Come raffreddare lo Yellowstone: il piano della Nasa. Un progetto milionario per prevenire un’eruzione esplosiva del supervulcano e che, in più, produrrebbe elettricità quasi gratis per migliaia di anni.
Sulla Terra ci sono 20 supervulcani noti, ognuno dei quali, eruttando, probabilmente scaglierebbe in atmosfera ceneri in quantità sufficiente a bloccare i raggi del Sole per anni. Uno di questi è la caldera di Yellowstone, che si estende sotto l’omonimo parco nazionale negli Stati Uniti. La caldera è un’area di 55 per 70 km circa (3.850 km quadrati), in alcuni punti profonda oltre 90 km: non ci sono misure precise del volume di roccia fusa nel sottosuolo, che varie fonti stimano da 200 a 600 km cubi.
Si pensa che si risvegli ogni 600.000 anni circa, ma la probabilità che questo accada nell’arco della vita di chiunque stia leggendo queste righe “adesso” è statisticamente esigua…
Tuttavia, l’ultima eruzione dello Yellowstone risale proprio a circa 600.000 anni fa. Forse è improbabile che possa esplodere, ma secondo gli scienziati il vulcano starebbe accumulando una notevole quantità di energia termica e, oltre una certa soglia, questo potrebbe favorire una super eruzione.
AI RIPARI. La Nasa stima che se il calore nella camera magmatica potesse essere ridotto del 35%, i rischi di una catastrofe legata all’attività della caldera di Yellowstone sarebbero scongiurati.
C’è anche un piano in merito, raccontato a BBC Earth da Brian Wilcox, del Jet Propulsion Laboratory della NASA.

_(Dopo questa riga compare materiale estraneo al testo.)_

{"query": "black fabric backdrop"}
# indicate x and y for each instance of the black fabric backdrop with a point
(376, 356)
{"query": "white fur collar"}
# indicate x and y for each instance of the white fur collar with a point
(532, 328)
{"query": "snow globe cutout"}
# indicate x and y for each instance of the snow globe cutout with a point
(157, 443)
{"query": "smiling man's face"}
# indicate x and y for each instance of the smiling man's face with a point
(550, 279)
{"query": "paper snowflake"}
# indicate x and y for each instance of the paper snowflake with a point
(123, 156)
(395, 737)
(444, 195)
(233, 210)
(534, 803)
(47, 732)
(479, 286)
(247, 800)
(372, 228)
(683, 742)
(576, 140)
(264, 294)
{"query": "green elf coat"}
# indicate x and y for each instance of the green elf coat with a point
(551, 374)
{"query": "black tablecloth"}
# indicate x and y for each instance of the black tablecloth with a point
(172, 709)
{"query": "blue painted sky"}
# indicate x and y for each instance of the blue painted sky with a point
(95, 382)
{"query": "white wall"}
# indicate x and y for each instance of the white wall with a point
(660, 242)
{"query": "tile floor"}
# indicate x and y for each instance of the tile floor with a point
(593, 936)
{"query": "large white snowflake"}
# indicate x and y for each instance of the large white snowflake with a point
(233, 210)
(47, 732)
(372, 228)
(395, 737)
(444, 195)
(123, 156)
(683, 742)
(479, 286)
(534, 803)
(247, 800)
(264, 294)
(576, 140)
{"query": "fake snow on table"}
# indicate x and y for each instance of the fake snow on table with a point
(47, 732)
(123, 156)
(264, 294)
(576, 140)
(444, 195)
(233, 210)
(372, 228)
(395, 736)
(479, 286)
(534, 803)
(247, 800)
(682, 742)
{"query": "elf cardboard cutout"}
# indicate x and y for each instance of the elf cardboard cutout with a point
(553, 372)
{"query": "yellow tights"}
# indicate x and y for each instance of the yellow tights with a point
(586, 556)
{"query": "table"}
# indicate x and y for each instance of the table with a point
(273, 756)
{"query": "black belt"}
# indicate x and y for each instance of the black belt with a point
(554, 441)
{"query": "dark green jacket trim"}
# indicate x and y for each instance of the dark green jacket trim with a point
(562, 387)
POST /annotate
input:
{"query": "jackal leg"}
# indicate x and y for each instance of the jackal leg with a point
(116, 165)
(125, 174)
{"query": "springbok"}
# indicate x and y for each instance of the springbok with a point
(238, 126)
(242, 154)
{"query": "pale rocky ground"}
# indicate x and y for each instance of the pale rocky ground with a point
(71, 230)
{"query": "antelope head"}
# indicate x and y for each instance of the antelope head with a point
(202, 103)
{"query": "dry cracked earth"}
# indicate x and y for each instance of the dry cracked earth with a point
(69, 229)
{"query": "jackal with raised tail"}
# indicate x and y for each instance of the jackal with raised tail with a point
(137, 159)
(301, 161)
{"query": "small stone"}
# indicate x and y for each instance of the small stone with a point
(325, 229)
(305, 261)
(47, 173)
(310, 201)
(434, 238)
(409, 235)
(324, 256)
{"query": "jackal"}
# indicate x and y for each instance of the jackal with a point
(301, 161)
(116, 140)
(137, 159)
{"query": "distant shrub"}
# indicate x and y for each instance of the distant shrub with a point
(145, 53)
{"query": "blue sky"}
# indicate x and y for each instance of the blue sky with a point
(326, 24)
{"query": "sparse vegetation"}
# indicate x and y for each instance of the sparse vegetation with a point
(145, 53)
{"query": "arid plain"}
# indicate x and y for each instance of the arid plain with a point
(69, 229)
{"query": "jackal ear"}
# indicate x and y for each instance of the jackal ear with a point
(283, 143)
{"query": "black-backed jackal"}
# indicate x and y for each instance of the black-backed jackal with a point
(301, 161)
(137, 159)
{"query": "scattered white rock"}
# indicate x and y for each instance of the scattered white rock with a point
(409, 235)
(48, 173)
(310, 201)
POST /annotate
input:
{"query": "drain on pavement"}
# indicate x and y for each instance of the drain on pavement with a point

Si tratterebbe di scavare per 10 km all’interno del vulcano e pomparvi acqua fredda ad alta pressione, lasciarla circolare ed estrarla di nuovo. L’acqua in uscita avrebbe una temperatura di 350 °C e potrebbe essere usata per alimentare un impianto geotermico praticamente perpetuo e a basso costo: l’energia potenziale stimata per un impianto del genere sarebbe di circa 4 GW elettrici (come 2-3 moderni reattori nucleari) e, a regime, potrebbe produrre energia elettrica per migliaia di anni al costo di 10 centesimi di dollaro al kWh (con l’effetto collaterale di salvare l’umanità da un inverno nucleare).
I RISCHI. Detto così sembra facile, ma ci sono ostacoli non da poco. A partire dal costo faraonico del progetto (3,46 miliardi di dollari, quasi 3 miliardi di euro al cambio attuale) per arrivare alla non trascurabile possibilità che qualcosa vada storto. Pompando acqua troppo in superficie nella camera magmatica si rischierebbe di fratturarla e di far fuoriuscire gas che potrebbero favorire un’eruzione esplosiva – di fatto, proprio quello che si vuole evitare.
COME AGIRE? Non è chiaro come e se si vorrà procedere in questo senso, né se la Nasa deciderà un giorno di pubblicare il progetto in via ufficiale. Parlandone, Wilcox spera di incoraggiare una discussione scientifica tra ricercatori in tema di supervulcani, una minaccia che per la Nasa sarebbe più concreta dell’impatto di un asteroide.